5.7 Correlation Coefficient

The correlation coefficient is a measure of the association between two variables when such association is linear.

We calculate the correlation coefficient by centering and normalizing the variables:

\[ cor(\mathbf{x_j}, \mathbf{x_k}) = \sum_{i=1}^{n} p_i \left ( \frac{x_{ij} - \bar{x}_j}{s_j} \right ) \left ( \frac{x_{ik} - \bar{x}_k}{s_k} \right ) \]

The correlation coefficient can be interpreted as the scalar product of two standardized variables. Given that the distance to the origin of these variables is equal to one, we see that the correlation between two variables coincides with the cosine of the angle formed by them.

The correlation coefficient ranges between -1 and +1. When the correlation is equal to 1, this indicates that there is a perfect lineal association between the two variables. A correlation coefficient equal to -1 indicates that there is a perfect inverse lineal association. A correlation coefficient equals to zero may indicate an absence of association between the two variables, although it may also hide a non linear association (e.g. quadratic).

After having calculated a correlation coefficient of a sample, it can be interesting to ask whether this coefficient corresponds to a null correlation within the population.
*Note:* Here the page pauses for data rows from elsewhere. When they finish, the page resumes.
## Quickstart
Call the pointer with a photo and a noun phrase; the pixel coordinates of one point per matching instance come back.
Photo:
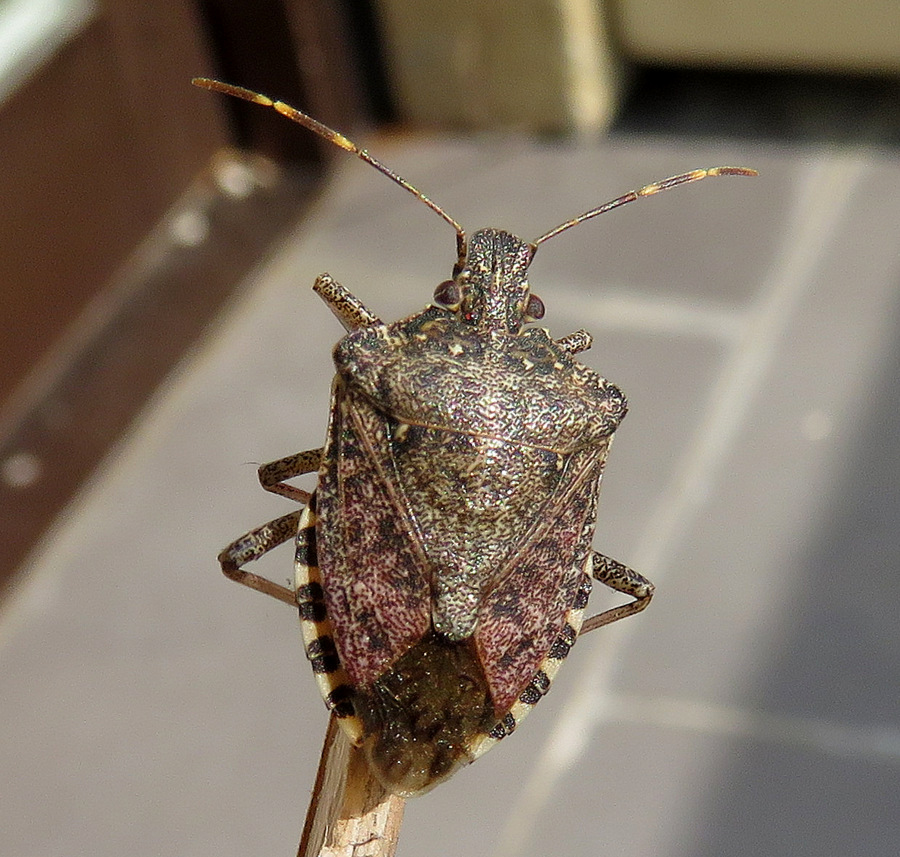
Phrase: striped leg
(274, 475)
(253, 545)
(622, 579)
To answer this question, we can conduct a hypothesis test assuming that:

\[\begin{align*} E_{H_0} (r) &= 0 \\ & \\ var_{H_0} (r) &= \frac{1}{n-1} \end{align*}\]

When we are close to a value of 0, we have symmetry in the distribution of the coefficient of correlation. Therefore, under the null hypothesis we assume that the distribution of the correlation is approximately normal. We reject the null hypothesis, at the 5% significance level, if the correlation coefficient is larger than \(\pm 2 / \sqrt{n-1}\).